Wednesday, February 4

Again with the trains

I had a fairly satisfying experience on the train today.

So I was riding the regionale after dark by myself, which made it necessary to search out a position near the least sketchy looking person or group of people possible. I found a business looking type guy wearing a really unfortunate sweater and chattering self-importantly on the phone and figured he would do. I sat down with my little bag of chips (I rarely eat chips, but for some reason I felt like chips). (Additional parenthetical comment: if any Brits should happen to wander over here, by chips I mean crisps. See, with all the teaching of the english, I am now aware of issues like this one.)

"What flavor are those?" he paused his phone conversation to ask.

"Um... nothing. I don't know. Salt," I responded eloquently. He went back to his phone conversation. I frowned at my chips (crisps) and wondered whether he wanted me to offer him one. Meanwhile, the moment in which that would have been appropriate passed.

Also meanwhile, he continued to chatter away in that I'm-so-popular-I-can't-pause-my-social-life-to-take-the-train kind of way and I was feeling left out, so I called my grandmother. (Oh, the social life. How it scintillates!) This turned out to have been a strategically valid move, though, because this is the French grandmother so I got to exhibit my language skillz.

"So, where are you from?" he asked when I hung up. This was satisfying in and of itself because he was prompted to ask it after he heard me speaking another language rather than immediately after my first syllable in Italian. A significant improvement on other conversations I've had.

"America."

To his credit, he didn't bat an eye.

"Che bello. And are you studying here?"

"Teaching English."

"Che bello! Quite the polyglot, aren't you?"

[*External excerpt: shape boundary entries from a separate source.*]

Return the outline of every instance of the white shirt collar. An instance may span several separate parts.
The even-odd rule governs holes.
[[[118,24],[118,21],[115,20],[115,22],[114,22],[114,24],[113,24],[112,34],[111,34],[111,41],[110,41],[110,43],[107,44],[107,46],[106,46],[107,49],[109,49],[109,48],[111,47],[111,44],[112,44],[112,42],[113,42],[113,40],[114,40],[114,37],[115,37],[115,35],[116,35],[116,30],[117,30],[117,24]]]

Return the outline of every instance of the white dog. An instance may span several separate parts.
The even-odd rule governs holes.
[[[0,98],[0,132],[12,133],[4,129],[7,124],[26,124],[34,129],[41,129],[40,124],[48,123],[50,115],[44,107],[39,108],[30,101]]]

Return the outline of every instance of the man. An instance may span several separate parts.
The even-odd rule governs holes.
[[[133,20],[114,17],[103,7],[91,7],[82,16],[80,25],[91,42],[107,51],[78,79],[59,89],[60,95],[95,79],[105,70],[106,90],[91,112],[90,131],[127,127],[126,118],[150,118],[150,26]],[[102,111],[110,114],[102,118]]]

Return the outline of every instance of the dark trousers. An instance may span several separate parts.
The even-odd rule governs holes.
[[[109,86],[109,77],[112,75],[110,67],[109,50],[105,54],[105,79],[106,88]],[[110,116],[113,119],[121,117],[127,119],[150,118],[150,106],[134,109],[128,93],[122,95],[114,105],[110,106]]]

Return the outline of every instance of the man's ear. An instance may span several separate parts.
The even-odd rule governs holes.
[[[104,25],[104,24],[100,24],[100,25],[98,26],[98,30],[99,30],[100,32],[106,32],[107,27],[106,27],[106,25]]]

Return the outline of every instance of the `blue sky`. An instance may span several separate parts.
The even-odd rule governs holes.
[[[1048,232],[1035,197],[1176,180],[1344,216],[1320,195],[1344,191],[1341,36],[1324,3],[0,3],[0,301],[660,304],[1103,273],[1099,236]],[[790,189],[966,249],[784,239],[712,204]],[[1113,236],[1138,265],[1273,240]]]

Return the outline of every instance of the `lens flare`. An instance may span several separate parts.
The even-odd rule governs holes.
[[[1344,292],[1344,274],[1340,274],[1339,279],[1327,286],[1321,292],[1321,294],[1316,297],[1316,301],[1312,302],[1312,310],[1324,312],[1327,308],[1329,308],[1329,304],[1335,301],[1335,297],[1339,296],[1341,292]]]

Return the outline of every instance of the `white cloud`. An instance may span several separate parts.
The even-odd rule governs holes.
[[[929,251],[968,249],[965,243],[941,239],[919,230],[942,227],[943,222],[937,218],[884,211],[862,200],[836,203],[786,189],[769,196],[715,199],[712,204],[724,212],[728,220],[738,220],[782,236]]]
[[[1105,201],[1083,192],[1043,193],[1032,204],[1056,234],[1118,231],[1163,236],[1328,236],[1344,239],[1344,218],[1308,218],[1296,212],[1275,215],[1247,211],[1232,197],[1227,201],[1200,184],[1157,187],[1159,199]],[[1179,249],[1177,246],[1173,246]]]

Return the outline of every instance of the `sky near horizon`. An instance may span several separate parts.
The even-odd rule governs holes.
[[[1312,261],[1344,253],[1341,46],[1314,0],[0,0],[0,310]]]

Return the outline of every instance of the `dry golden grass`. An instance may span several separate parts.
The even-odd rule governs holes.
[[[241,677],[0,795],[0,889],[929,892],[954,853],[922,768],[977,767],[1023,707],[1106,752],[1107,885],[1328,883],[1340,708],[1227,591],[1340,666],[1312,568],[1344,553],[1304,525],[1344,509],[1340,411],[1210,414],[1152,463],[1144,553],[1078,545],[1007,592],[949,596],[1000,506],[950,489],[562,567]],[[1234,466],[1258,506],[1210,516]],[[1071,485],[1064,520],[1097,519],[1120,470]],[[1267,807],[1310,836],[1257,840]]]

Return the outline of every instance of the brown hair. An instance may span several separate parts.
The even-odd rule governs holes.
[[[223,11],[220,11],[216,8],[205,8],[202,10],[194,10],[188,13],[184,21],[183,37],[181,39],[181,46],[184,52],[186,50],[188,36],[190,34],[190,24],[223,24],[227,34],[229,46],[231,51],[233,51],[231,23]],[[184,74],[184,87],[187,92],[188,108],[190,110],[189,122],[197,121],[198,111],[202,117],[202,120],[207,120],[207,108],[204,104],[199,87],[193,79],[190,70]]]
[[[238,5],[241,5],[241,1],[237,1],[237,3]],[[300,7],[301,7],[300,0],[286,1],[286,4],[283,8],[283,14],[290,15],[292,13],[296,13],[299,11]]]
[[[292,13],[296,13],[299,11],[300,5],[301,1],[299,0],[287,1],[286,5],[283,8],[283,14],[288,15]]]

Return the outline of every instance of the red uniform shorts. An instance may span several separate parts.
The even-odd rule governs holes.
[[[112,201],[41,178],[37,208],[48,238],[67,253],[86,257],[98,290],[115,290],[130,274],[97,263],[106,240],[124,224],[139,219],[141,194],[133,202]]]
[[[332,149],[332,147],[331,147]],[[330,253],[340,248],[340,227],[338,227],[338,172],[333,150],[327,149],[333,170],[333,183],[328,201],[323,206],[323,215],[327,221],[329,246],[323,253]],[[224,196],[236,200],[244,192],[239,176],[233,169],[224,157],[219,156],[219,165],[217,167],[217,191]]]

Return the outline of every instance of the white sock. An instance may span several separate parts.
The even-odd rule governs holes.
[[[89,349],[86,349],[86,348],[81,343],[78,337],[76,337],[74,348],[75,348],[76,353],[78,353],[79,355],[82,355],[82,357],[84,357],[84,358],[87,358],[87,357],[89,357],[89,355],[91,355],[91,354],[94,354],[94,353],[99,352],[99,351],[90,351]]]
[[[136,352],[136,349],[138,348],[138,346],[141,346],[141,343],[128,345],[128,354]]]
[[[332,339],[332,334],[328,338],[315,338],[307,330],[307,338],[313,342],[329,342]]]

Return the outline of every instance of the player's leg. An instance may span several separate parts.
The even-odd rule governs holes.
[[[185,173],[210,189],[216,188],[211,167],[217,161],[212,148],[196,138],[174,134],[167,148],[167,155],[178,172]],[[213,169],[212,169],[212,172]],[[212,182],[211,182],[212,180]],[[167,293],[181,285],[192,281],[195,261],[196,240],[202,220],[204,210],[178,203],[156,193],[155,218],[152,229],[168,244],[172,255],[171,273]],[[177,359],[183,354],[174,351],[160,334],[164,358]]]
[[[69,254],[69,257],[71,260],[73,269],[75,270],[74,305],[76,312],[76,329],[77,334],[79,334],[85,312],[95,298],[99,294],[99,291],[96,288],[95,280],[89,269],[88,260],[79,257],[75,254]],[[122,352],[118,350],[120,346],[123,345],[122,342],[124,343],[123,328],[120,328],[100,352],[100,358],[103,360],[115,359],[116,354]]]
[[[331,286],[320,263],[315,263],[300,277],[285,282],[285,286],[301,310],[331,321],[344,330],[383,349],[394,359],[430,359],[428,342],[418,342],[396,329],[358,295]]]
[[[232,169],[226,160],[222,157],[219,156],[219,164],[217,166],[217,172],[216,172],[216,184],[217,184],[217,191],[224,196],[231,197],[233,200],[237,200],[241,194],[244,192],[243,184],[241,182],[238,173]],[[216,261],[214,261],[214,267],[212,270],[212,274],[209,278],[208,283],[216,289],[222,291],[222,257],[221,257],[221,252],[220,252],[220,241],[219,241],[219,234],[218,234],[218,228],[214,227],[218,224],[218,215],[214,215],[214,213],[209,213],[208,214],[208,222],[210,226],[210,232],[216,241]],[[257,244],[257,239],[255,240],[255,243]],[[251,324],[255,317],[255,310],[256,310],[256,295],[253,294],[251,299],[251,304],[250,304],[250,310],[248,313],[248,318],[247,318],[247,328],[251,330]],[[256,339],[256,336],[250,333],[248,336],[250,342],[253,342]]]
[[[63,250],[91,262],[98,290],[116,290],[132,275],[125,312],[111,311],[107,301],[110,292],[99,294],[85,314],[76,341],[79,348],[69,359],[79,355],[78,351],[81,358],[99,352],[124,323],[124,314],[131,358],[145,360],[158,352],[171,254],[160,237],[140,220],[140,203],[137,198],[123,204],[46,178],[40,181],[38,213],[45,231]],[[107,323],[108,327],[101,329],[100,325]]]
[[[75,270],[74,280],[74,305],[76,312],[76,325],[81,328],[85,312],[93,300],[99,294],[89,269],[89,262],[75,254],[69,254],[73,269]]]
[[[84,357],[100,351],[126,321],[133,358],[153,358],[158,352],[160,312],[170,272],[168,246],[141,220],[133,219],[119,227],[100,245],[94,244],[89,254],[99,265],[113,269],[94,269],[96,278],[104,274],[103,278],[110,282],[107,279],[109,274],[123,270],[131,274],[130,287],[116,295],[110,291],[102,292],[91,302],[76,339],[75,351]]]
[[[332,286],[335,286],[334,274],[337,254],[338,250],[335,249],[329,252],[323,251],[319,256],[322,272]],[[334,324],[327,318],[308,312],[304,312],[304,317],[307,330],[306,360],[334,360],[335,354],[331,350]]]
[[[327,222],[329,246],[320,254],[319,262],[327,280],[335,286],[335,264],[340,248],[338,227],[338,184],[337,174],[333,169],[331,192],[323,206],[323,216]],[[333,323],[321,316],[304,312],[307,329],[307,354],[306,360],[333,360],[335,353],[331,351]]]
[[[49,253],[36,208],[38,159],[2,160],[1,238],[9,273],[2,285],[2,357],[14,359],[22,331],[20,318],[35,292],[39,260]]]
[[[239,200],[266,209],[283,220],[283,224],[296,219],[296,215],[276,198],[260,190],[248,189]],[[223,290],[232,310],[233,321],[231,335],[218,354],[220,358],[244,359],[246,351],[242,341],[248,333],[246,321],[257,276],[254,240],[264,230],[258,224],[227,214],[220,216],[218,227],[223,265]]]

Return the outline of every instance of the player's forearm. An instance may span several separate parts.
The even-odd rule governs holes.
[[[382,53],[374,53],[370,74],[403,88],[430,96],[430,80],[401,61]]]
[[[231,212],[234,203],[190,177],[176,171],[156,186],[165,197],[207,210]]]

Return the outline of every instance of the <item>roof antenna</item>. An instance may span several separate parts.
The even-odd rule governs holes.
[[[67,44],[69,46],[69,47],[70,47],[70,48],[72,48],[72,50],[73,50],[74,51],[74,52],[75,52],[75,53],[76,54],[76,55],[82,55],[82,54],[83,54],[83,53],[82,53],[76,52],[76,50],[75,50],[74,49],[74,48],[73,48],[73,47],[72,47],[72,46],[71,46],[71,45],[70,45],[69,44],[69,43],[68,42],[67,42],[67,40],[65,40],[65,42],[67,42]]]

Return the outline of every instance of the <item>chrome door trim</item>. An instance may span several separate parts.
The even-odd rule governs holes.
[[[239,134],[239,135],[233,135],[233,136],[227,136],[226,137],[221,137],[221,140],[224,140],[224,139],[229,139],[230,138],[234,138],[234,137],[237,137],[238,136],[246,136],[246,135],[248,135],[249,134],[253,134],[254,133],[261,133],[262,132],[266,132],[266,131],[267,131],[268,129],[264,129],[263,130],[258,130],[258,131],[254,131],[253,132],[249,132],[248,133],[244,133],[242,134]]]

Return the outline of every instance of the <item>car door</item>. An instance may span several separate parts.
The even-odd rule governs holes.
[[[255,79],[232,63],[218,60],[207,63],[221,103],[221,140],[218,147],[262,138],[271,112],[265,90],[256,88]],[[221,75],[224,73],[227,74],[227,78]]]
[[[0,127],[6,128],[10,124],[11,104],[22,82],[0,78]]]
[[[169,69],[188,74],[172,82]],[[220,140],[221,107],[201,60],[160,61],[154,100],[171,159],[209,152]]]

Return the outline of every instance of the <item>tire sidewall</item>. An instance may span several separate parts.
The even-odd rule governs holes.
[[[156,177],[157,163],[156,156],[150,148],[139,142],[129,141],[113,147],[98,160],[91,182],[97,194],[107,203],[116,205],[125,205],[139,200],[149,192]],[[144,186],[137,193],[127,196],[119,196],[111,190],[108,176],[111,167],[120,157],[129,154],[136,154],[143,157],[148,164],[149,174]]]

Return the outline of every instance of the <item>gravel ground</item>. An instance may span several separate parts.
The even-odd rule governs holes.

What, did you miss it? That was the satisfying part. (Yeah, no, it doesn't take much. I'm aware, but thanks for pointing it out.) It occurred to me, though: perhaps this is how people meet other people while on public transportation. You know, like in movies where people meet the really hot guy on the plane and then they have some drama and eventually get married and have babies? Yeah. It's a pity his sweater was so unfortunate. I mean, compared to the native Reggiani, I'm fairly non-judgemental about clothes, but it was argyle and in various shades of orange, brown and puke. Still, though, I can't deny that I was vainly pleased when he called out a casual "ciao!" as he rode past me on his bike. (This is after we got off of the train, by the way. In case you were trying to picture that in your head and it wasn't quite working out.)